Dans plusieurs quartiers du district de la Tshangu, les kulunas, ces bandits qui usent des armes blanches, font la loi. Revenus en force, ils visitent désormais une dizaines de familles toutes les nuits, sans être inquiétés. Et le plus souvent, au prix des violences physiques coûtant parfois la vie à des paisibles citoyens. Difficile dès lors aux familles de ces contrées de dormir en toute quiétude.

Que de pleurs chaque matin dans le district de la Tshangu signées " Kulunas ". Il est devenu même un évènement de se réveiller dans les communes comme Kimbanseke et Masina sans entendre parler d'un vol perpétré par des gangs, pour la plupart, constitués des badauds du quartier.

Ces malfrats ont visiblement changé de tactique. Ils se constituent désormais en groupe de plus de trente personnes et opèrent la nuit, entre 2h00 et 3h00. Ils se donnent pour cibles des foyers. Et pour y accéder, ils procèdent le plus souvent par la casse. Porte et fenêtres des maisons sont brusquement fracassés, semant la panique dans le chef des occupants.

INACTION DES AUTORITES SECURITAIRES ET MUNICIPALES

Terrorisant le quartier entier pendant leur putsch, ces " Kulunas ", munis souvent des outils adéquats, n'hésitent pas à démolir les murs de maisons au cas où ils ne réussissent pas à casser la grille et les fenêtres.

Les victimes affirment que les postes de police les plus proches contactés au moment des incidents envoient toujours leurs éléments, mais souvent en retard. " Ils sont malheureusement les premiers à venir le matin faire le constat et recevoir, moyennant payement, les dépositions des plaignants. Ce qui est révoltant en plus est qu'aucune enquête sérieuse ne suit pour arrêter les vrais auteurs de ces actes et améliorer la sécurité des populations en détresse ", regrettent-ils.

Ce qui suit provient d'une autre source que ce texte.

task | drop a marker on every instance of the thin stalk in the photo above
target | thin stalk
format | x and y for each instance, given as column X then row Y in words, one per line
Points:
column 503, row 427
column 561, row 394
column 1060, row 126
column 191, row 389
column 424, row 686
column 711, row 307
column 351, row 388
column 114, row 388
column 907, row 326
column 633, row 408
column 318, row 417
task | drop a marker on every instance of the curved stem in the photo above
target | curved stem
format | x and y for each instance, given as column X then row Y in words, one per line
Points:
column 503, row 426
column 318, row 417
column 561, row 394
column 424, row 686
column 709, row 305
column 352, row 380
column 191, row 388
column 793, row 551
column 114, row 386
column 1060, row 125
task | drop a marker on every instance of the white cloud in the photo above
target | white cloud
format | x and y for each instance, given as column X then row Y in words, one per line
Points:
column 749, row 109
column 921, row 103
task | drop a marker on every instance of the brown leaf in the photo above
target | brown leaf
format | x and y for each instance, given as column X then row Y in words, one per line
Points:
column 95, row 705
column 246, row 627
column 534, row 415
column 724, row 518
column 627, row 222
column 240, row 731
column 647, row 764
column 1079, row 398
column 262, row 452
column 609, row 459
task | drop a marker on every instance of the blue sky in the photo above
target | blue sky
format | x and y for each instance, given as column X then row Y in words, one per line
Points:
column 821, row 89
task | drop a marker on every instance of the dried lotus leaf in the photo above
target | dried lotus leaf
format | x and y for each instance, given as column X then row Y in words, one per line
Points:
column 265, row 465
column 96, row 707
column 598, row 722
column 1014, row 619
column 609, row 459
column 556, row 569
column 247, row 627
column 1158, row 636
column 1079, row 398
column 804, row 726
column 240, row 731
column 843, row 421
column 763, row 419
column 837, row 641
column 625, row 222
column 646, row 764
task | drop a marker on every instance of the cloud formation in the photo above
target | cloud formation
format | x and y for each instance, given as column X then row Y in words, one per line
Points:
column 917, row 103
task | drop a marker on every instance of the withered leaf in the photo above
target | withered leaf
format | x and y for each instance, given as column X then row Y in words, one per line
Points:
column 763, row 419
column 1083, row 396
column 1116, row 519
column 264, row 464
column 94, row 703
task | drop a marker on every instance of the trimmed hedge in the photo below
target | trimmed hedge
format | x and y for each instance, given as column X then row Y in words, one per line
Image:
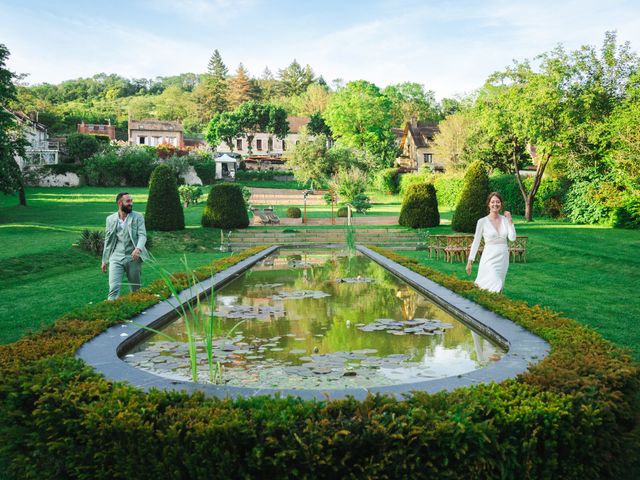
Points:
column 572, row 416
column 225, row 207
column 420, row 207
column 472, row 205
column 164, row 210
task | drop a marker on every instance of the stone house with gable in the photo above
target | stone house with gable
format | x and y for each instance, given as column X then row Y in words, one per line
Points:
column 416, row 146
column 154, row 132
column 267, row 144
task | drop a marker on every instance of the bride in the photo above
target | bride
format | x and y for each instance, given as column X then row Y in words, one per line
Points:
column 494, row 262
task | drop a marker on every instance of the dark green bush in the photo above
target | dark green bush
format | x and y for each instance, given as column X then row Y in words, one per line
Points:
column 472, row 204
column 164, row 211
column 294, row 212
column 387, row 181
column 420, row 207
column 225, row 207
column 627, row 215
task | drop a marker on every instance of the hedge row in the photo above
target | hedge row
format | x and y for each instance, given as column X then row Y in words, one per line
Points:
column 574, row 415
column 550, row 200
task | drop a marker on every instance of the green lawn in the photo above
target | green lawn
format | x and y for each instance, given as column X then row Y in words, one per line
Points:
column 44, row 275
column 591, row 274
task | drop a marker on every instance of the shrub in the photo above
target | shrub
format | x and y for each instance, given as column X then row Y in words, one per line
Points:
column 420, row 207
column 294, row 212
column 189, row 194
column 472, row 204
column 164, row 211
column 627, row 215
column 571, row 416
column 387, row 181
column 225, row 208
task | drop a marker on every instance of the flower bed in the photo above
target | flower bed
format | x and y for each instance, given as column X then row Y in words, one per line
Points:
column 573, row 415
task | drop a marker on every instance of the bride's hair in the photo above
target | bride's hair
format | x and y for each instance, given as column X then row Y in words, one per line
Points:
column 494, row 194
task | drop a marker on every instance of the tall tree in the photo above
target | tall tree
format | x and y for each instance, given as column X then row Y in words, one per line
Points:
column 294, row 79
column 210, row 96
column 360, row 116
column 216, row 67
column 239, row 87
column 411, row 100
column 12, row 142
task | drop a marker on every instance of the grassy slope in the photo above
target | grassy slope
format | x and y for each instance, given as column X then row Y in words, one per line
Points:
column 44, row 276
column 588, row 273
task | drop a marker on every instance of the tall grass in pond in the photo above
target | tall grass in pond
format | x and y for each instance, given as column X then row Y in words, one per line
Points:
column 195, row 320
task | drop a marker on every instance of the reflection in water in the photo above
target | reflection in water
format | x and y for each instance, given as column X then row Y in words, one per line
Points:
column 323, row 319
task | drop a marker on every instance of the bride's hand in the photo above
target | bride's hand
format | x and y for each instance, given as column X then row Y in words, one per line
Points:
column 507, row 215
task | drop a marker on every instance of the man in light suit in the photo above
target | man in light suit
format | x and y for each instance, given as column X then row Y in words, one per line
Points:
column 124, row 239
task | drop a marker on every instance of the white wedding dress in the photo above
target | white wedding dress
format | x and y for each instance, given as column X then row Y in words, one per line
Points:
column 494, row 261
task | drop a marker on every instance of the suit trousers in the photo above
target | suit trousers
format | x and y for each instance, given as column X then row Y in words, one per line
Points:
column 117, row 268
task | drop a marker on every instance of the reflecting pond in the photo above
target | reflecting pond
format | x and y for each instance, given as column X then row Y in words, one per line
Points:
column 321, row 319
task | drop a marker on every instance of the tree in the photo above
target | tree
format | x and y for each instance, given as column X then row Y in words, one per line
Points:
column 308, row 159
column 411, row 100
column 472, row 204
column 223, row 127
column 452, row 142
column 12, row 143
column 361, row 116
column 253, row 117
column 294, row 79
column 164, row 210
column 239, row 87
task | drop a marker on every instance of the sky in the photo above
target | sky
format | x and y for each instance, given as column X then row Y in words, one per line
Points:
column 450, row 47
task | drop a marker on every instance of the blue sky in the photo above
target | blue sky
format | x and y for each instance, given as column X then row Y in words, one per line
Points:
column 448, row 46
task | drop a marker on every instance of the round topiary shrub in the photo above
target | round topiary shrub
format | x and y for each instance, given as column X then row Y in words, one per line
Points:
column 387, row 181
column 420, row 207
column 164, row 211
column 472, row 205
column 225, row 207
column 294, row 212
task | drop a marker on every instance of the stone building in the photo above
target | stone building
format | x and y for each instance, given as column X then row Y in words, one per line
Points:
column 155, row 132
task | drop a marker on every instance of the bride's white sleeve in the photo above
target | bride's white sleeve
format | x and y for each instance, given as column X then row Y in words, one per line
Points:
column 476, row 240
column 511, row 231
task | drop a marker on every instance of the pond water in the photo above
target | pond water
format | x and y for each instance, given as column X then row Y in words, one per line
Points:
column 319, row 319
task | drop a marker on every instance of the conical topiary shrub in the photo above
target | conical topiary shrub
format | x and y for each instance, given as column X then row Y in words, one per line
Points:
column 420, row 207
column 164, row 211
column 472, row 205
column 225, row 207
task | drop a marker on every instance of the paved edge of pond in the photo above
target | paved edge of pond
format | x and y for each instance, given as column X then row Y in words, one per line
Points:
column 104, row 352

DES KULUNAS QUI FONT LA LOI

Dans les quartiers comme Mokali, Kingasani, Masina Q3… des " Kulunas " ne se gênent pas à opérer trois nuits successives sur une même avenue. " Il est même des cas où ils reviennent au même endroit en l'espace de deux nuits ", rapporte Georges B, habitant de la route Mokali.

Les quartiers Batumona et Mulie, dans la commune de Kimbanseke, sont les plus touchés par ces actes criminels à répétition, enregistrés depuis le début de ce mois de février. Deux familles endeuillées ont été attaquées la nuit du 12 au 13 février courant. Deux jours après, soit le vendredi 15 février, une autre famille, située sur l'avenue Nzeludia, a été visitée aux environs de 2 heures 30' par des bandits munis des armes blanches qui ont cassé la porte, proférant des menaces de mort aux victimes.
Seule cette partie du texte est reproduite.